Tragic history of Giant Mine murders holds hard lessons, but also hope, say podcast producers
CBC
Sunday marks a sombre anniversary in Yellowknife: 30 years, to the day, since the underground explosion at the Giant gold mine.
A bomb, planted intentionally by a Yellowknife man later convicted of murder, killed nine miners who had crossed a picket line during one of the most bitter labour disputes in Canadian history.
Giant — Murder Underground, a new CBC podcast, looks back at that time in Yellowknife's history and how those who lived through it view it now.
CBC's Marc Winkler spoke with podcast host Rachel Zelniker and producer Peter Sheldon about what they learned and why they felt this story was an important one to tell.
This interview has been edited for clarity and length.
Rachel, why did you want to create this podcast?
Zelniker: Well, for all its tragedy, it is undoubtedly a fascinating story. It has much to teach us about labour law, about power dynamics and conflict, about the lingering impact of trauma, about shame and doing things you later regret. And in the words of the people I talked to, it's also a story that some worry is at risk of being forgotten, kind of starting to fade from public consciousness.

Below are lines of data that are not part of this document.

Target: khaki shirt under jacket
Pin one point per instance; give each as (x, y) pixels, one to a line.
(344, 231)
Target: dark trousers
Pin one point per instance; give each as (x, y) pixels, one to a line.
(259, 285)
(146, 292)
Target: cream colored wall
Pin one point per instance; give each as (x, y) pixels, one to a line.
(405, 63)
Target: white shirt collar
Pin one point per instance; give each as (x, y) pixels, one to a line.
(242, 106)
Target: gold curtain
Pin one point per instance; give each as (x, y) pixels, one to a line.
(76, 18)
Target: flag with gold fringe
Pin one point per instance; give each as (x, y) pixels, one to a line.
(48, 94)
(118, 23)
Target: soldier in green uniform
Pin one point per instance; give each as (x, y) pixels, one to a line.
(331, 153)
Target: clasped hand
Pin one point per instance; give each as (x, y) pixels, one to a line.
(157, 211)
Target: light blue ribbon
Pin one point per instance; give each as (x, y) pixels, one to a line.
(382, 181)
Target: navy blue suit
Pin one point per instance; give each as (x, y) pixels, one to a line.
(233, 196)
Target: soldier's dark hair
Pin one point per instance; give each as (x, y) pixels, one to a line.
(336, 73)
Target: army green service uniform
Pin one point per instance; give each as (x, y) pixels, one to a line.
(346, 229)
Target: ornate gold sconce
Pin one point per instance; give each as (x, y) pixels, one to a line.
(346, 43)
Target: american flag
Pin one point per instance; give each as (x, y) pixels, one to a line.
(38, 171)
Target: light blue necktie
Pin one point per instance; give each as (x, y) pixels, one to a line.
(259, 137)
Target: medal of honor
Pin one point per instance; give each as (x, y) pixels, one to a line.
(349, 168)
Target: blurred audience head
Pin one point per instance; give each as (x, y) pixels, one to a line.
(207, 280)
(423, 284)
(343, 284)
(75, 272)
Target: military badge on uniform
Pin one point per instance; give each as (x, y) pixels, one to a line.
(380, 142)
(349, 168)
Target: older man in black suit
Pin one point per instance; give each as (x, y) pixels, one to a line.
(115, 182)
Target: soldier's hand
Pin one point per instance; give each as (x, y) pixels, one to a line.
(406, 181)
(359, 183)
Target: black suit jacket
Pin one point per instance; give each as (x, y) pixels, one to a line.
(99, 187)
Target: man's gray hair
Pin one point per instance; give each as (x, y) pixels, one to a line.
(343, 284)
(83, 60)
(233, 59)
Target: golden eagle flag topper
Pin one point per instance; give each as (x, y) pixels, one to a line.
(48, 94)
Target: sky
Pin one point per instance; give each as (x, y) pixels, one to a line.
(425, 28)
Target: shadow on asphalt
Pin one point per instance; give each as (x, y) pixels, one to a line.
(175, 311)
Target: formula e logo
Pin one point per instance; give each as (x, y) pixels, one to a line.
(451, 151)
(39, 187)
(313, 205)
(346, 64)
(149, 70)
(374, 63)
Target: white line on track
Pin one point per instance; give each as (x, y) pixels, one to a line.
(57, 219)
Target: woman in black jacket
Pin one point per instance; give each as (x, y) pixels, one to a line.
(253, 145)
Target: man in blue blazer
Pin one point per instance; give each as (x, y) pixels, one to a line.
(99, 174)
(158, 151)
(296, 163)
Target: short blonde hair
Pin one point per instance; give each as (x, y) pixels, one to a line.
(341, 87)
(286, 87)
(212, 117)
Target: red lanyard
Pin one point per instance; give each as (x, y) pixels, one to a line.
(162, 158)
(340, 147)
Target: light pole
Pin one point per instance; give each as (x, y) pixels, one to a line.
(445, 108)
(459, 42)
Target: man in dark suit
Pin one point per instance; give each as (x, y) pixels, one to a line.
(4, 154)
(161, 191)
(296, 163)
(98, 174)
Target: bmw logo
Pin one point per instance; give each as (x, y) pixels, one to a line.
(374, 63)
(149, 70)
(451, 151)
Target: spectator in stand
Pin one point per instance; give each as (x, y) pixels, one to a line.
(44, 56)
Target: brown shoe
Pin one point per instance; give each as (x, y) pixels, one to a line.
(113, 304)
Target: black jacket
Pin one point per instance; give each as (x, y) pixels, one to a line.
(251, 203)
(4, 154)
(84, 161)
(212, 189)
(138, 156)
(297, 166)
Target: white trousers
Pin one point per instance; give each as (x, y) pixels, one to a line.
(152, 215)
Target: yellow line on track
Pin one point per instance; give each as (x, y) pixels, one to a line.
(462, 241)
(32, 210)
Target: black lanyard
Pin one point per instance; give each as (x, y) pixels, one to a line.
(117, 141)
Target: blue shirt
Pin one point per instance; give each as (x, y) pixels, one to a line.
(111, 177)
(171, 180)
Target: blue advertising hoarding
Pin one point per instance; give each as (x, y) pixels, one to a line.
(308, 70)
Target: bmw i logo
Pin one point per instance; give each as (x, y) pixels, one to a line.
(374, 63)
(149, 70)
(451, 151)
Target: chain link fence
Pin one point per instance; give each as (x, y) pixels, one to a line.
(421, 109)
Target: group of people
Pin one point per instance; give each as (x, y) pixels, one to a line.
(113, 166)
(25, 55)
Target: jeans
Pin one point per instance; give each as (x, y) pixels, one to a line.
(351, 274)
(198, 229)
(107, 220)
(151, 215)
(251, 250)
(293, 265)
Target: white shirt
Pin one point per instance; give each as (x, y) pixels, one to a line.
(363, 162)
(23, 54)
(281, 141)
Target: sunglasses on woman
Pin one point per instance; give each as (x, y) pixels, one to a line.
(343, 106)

I wanted to ask — have all the lessons truly been learned from this time? How does a labour dispute spiral into murder? And, 30 years later, what are the lingering impacts on the people who lived through this? So these questions kind of are at the heart of why we wanted to revisit and play a role in documenting this major part of our city's history on this anniversary.
It's such a fraught and tragic story. How did people react when you contacted them to talk about this?
Zelniker: It was sensitive for everyone I talked to. Sometimes, I talked to people for weeks who lived all the hate, the violence, the anger. And while they felt it was [an] important story to tell, they eventually changed their minds about participating. They just worried that reliving it would be too painful.
Then there were others who didn't want to talk to me — who didn't think we should bring this up at all.
In the end, I spoke with over 20 sources on the record, and everyone I talked to believed it was a story people needed to hear [and] hopefully learn lessons [from] so nothing like that ever happens again. That was the common thread, and 30 years has also allowed for a lot of reflection, so some people who refused to talk about this for years were finally ready.
What did people specifically want to tell you when you did talk to them?
Zelniker: I spoke with multiple union members, community members, police, labour professors, and they are all still united in this belief that the lesson regarding replacement workers still hasn't been fully learned. Quebec and British Columbia are the only provinces with universal anti-replacement-worker laws, and that's baffling for people who lived through this tragedy and think that, had that kind of a ban been in place, things just wouldn't have spiralled as they did.